Nörolengüistik bir sendrom olarak afazi
Dil bozukluğu sendromları lengüistik bozuklukları da içermektedir. Tüm afazi sendromlarında, türünü ve yoğunluğunu beyindeki etkilenmenin yerinin ve yoğunluğunun belirlediği lengüistik bozukluklar da bulunmaktadır. Örneğin, Broca afazisinde dilin fonolojik ve dilbilgisel yapısında görülen bozukluklar arasında konuşma sırasında sözcüklerin seslerinin yer değiştirmesini ("okul" yerine "oluk"), sözcüklerin kökleriyle kullanılmasını (“ben okula gittim” yerine "ben okul gitti”) sayabiliriz.

Afazi türlerine genel bakış
Perisilviyan afaziler
-Broca afazisi "tutuk afazi" olarak da bilinmektedir. Etkilenme alanı, sol premotor korteks içinde bulunan, dilin fonolojik ve dilbilgisel işlevleriyle ilişkili olan Brodmann’ın 44.alanı ve çevresidir. Broca afazisinin şiddeti etkilenmenin alandaki yaygınlığına göre değişkenlik gösterir. Konuşmada tutukluk, anlamada az belirgin etkilenme, tekrarlama, yazma ve okumada bozulma temel bulgularıdır.
-Wernicke afazisi "akıcı afazi" olarak da bilinmektedir.

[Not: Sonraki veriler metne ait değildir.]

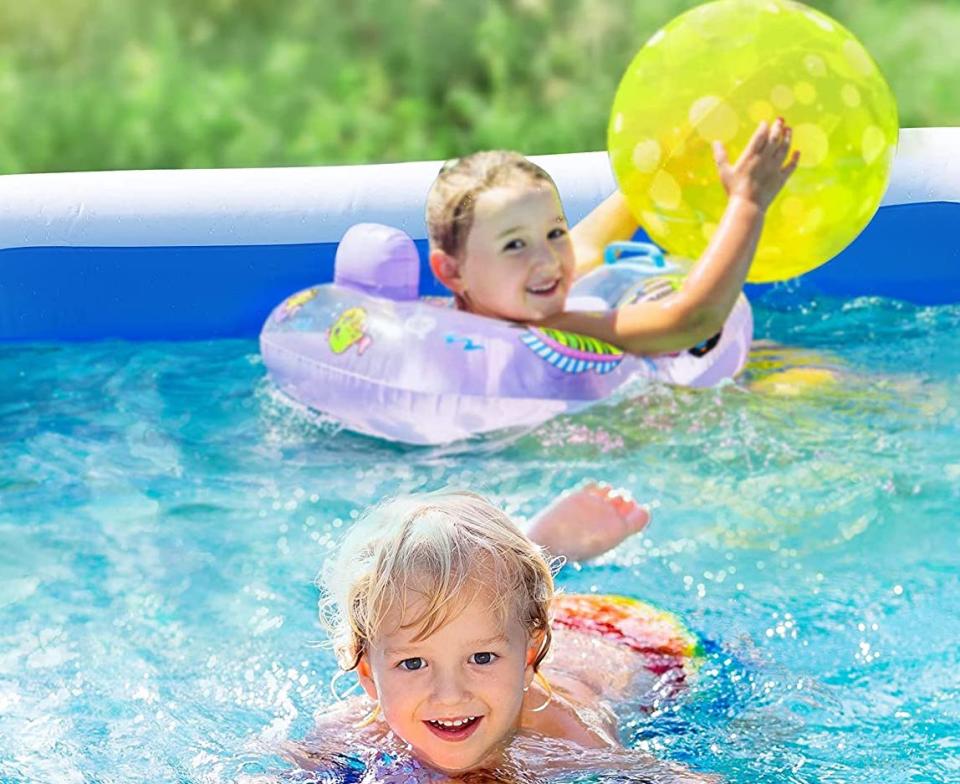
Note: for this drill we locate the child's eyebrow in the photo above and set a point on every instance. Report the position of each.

Lezyon alanı, sol süperiör temporal girüsün arkasında bulunan Brodmann’ın 22.alanı ve çevresidir. Wernicke afazisi, dilde sentaks (söz dizimi) ve semantikle (anlam bilgisi) ilişkilidir. Konuşmada akıcılık, anlamada belirgin etkilenme, tekrarlama, yazma ve okumada bozulma temel bulgularıdır.

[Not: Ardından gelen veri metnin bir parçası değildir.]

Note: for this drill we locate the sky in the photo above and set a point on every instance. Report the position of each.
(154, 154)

-Global afazi, Broca ve Wernicke afazilerinin toplamına benzetilebilir. Ancak klinik tablosu söz konusu afazilerin toplamından ağırdır. Konuşmada tutukluk, anlamada belirgin etkilenme, tekrarlama, yazma ve okumada bozulma temel bulgularıdır.
Transkortikal afaziler
Baskın hemisferin parasagittal ve mesial alanlarını etkileyen lezyonların oluşturduğu transkortikal afaziler, motor (konuşma tutuk, anlama ve tekrarlama iyi, yazma ve okuma bozuk),sensoryel (konuşma akıcı, anlama bozuk, tekrarlama iyi, yazma ve okuma bozuk) ve bileşmiş (konuşma tutuk, anlama bozuk, tekrarlama iyi, yazma ve okuma bozuk) afazilerdir. Perisilviyan afazilerle transkortikal afaziler arasındaki en önemli ayrım, transkortikal grup içinde tekrarlama işlevinin diğer gruptakilere göre daha az etkilenmiş olmasıdır. Öteki dil sorunları da daha hafiftir.